After Mr Modi came to power in 2014, New Delhi gradually reassessed the Israel-Palestine issue and strengthened its relationship with Israel, particularly in defence and strategic areas. Mr Modi became the first Indian prime minister to visit Israel in 2017.
Israel’s and India’s narrative on “terrorism” complement each other and Mr Modi has been at the forefront of building a global consensus on eradicating “extremism” while using it domestically for electoral gains, including Pakistan, that New Delhi says is supporting militants in Kashmir.
“India has never recognised Hamas, an internationally proscribed terror group and it has consistently said that terrorism is the one most important challenge the world faces, so you have to look at this issue through that prism,” Harsh V Pant, vice president, studies and foreign policy at Delhi based Observer Research Foundation, told The National.
“This attack which is very unprecedented also leads us into uncharted territories. What if tomorrow, there is a non-state actor that is operating in India's vicinity with Pakistani help that decides to do the same,” he says.
A Pakistan-backed terror group attacked hotels and public places in Mumbai in 2008, killing more than 300 people.

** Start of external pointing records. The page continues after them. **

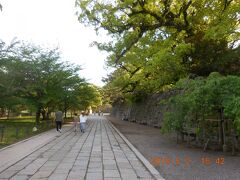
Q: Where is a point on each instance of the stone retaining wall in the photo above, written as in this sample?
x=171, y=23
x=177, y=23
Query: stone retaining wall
x=148, y=111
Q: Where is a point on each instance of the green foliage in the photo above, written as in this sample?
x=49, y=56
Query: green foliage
x=200, y=98
x=156, y=43
x=39, y=80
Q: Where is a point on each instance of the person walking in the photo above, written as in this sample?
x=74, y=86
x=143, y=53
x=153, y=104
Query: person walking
x=83, y=119
x=59, y=119
x=75, y=121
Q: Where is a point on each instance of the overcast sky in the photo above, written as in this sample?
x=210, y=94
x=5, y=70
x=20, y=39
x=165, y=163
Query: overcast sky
x=52, y=23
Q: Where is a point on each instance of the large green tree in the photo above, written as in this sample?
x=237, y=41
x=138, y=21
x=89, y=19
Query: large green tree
x=154, y=43
x=38, y=79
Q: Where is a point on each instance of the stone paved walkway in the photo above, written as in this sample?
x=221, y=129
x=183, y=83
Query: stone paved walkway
x=99, y=153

Mr Pant says that while the government will look at the escalation through the lens of India’s long-term interests in the Middle East, it would certainly have implications back home in the elections next year when Mr Modi will stand for a third term.
“There will be a political contestation around it because certainly Congress in the statement apparently does not talk about terror. And BJP officially has not come out with a statement, the prime minister has expressed solidarity with Israel.”
“In that sense, there will be a framing of it by different political parties looking at the political support base at home. Both sides will use each other's views and mobilise their support base.”